Denosumab Still in the Running
As I always say: No so fast!
After reviewing safety and efficacy data from 30 clinical studies (12,000+ patients), the FDA Advisory Committee for Reproductive Health Drugs (ACRHD) unanimously recommended approval of denosumab (Prolia) for the treatment of postmenopausal osteoporosis and for the treatment of bone loss in patients undergoing hormone ablation for prostate cancer, although the panelists suggested that the drug be only used by patients who face the greatest risk of fractures. In addition, , the panel ruled against using the drug as a preventive measure for women with low bone density.
But in a separate 12-3 vote the FDA ACRHD voted against approval for the treatment or prevention of bone loss in women with breast cancer undergoing hormone ablation until additional safety data are available, based on three deaths in the dose-finding trial due new malignancies, which the Committee viewed as at least suggesting some potential for tumor progression in patients with (pre)existing cancer (specific carcinogenicity studies could not be performed, as denosumab is not active in any rodent species).
But in fact, things are not so clear re the issue of safety in breast cancer populations, and it appears the reporting media did not critically review the FDA ACRHD report and findings themselves (which I did). So several things have been missed in the popular media reporting on denosumab.
First, on the very same day as the FDA ACRHD report was published, two of the registration trials, both RCTs, for denosumab were also published in the New England Journal of Medicine / NEJM (early online release). And in 7800+ postmenopausal women there was no increased rate of malignancies, nor of serious infections or most other serious adverse events.
Second, note that the three deaths cited by the ACRHD were among 12,000 treated patients, and that furthermore, it is important to note that despite these, deaths were no more frequent in the denosumab groups versus placebo in any of the trials.
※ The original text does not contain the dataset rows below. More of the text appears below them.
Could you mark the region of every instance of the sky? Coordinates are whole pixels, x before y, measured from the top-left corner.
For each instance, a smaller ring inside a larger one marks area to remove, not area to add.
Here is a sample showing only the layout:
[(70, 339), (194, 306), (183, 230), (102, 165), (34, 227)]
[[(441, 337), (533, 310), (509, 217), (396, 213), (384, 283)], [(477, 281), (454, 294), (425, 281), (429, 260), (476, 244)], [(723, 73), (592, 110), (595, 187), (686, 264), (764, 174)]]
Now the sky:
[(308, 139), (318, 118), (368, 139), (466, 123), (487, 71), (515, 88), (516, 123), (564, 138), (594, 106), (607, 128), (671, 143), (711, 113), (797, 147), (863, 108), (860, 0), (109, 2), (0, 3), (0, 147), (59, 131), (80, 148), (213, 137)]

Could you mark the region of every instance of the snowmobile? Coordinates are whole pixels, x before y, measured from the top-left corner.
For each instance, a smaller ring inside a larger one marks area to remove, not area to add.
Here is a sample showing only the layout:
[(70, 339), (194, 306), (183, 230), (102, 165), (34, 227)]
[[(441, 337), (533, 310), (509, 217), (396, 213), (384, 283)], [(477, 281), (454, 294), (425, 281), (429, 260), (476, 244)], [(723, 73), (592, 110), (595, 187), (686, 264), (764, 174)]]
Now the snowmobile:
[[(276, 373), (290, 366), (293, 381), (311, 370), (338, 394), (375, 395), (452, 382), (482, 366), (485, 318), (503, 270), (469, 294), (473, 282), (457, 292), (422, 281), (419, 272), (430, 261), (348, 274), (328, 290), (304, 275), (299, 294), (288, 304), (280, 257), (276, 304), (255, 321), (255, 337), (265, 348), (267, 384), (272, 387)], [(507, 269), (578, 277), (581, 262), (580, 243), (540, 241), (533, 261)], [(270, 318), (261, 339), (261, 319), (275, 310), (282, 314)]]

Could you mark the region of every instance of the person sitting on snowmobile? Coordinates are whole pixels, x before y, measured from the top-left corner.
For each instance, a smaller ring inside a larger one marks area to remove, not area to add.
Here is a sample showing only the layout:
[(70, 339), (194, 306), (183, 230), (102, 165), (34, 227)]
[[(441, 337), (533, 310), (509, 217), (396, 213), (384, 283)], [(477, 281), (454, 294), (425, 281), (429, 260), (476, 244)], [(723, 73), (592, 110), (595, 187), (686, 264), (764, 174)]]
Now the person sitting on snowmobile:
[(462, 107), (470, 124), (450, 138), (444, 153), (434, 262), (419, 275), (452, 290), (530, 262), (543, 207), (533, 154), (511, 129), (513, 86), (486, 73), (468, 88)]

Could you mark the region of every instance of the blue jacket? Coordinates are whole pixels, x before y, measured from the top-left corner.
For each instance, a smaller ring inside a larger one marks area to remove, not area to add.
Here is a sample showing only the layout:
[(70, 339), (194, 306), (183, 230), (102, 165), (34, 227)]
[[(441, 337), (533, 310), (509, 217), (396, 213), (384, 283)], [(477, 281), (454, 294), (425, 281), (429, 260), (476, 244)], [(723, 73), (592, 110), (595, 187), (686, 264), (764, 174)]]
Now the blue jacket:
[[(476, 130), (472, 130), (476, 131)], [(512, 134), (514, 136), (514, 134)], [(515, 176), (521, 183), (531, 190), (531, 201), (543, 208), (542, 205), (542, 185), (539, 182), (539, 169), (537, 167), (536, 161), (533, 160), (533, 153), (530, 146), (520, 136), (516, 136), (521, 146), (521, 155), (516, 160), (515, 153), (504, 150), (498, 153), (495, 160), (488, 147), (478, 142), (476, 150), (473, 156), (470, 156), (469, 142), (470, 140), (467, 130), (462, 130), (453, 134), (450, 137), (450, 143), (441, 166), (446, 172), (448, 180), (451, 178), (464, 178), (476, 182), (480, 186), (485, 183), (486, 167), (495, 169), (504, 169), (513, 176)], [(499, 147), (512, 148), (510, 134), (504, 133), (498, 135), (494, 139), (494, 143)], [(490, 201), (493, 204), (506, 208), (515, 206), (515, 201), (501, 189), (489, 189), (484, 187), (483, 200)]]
Finally, and most critically, the deaths were exclusively in individuals who received 100-mg dosing, whereas 60 mg was used in all the more robust phase III studies none of which raised any adverse safety signals, and I am absolutely confidant that 60mg will be the recommended dose upon approval, and that Amgen will not even seek approval for the 100mg dosing that the FDA committee has voiced its concern about.
Amazingly, and regrettably, all this was missed in any reporting, popular or professional, so at this juncture, it appears to me that the FDA, which is not obligated to follow any guidance issued by the Advisory Committee for Reproductive Health Drugs (ACRHD), will turn over the safety evaluation of denosumab to the more mature Oncologic Drugs Advisory Committee (ODAC), and given the methodological problems I discussed above that were exhibited in, and hence compromise, the ACRHD report, I still am anticipating positive FDA approval in October.